One of the most serious problems of the modern medicine is the growing emergence of antibiotic resistance among pathogenic bacteria. In this circumstance, different and innovative approaches for treating infections caused by multidrug-resistant bacteria are imperatively required. Bacteriophage Therapy is one among the fascinating approaches to be taken into account. This consists of the use of bacteriophages, viruses that infect bacteria, in order to defeat specific bacterial pathogens. Phage therapy is not an innovative idea, indeed, it was widely used around the world in the 1930s and 1940s, in order to treat various infection diseases, and it is still used in Eastern Europe and the former Soviet Union. Nevertheless, Western scientists mostly lost interest in further use and study of phage therapy and abandoned it after the discovery and the spread of antibiotics. The advancement of scientific knowledge of the last years, together with the encouraging results from recent animal studies using phages to treat bacterial infections, and above all the urgent need for novel and effective antimicrobials, have given a prompt for additional rigorous researches in this field. In particular, in the laboratory of synthetic biology of the department of Life Sciences at the University of Warwick, a novel approach was adopted, starting from the original concept of phage therapy, in order to study a concrete alternative to antibiotics. The innovative idea of the project consists in the development of experimental methodologies, which allow to engineer a programmable synthetic phage system using a combination of directed evolution, automation and microfluidics. The main aim is to make “the therapeutics of tomorrow individualized, specific, and self-regulated” (Jaramillo, 2015).

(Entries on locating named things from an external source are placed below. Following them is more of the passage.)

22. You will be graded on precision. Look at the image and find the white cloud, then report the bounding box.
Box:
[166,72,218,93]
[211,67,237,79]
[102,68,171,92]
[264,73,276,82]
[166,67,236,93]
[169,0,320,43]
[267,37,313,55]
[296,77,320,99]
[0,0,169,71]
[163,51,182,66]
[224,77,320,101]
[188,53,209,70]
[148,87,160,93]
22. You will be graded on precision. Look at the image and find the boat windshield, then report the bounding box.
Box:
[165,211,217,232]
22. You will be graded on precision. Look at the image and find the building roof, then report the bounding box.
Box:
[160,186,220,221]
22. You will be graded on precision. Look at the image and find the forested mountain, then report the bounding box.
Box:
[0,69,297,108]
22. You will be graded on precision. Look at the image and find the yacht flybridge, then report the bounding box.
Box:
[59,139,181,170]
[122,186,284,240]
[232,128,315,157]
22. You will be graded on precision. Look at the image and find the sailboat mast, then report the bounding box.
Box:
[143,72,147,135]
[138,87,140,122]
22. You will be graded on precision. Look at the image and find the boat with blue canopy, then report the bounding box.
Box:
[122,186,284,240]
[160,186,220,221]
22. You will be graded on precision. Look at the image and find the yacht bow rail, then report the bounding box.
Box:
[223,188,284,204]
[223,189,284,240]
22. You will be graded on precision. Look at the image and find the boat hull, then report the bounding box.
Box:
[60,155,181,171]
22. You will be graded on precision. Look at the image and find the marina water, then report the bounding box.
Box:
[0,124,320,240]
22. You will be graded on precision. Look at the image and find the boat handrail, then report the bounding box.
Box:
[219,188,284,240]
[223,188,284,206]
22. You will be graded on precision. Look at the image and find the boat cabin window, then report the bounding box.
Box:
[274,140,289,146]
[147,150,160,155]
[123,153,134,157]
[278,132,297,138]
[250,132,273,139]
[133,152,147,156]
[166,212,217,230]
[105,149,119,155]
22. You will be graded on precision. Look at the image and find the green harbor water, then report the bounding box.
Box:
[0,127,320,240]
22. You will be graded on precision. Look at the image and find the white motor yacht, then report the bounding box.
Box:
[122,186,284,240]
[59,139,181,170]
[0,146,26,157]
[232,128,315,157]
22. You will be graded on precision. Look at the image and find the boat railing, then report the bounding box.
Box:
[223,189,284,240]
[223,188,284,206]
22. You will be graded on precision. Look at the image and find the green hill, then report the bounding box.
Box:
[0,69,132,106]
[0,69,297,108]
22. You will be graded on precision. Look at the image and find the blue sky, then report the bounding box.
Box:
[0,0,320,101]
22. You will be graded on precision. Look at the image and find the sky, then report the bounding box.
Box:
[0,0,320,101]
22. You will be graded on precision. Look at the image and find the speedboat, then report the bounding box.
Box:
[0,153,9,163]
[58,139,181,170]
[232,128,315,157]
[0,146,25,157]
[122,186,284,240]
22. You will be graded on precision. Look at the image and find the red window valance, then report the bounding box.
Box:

In this context, one of the most important key points is the Bacteriophage Quantification. Therefore, in this research work, a mathematical model describing complex dynamics occurring in biological systems involving continuous growth of bacteriophages, modulated by the performance of the host organisms, was implemented as algorithms into a working software using MATLAB. The developed program is able to predict different unknown concentrations of phages much faster than the classical overnight Plaque Assay. What is more, it gives a meaning and an explanation to the obtained data, making inference about the parameter set of the model, that are representative of the bacteriophage-host interaction.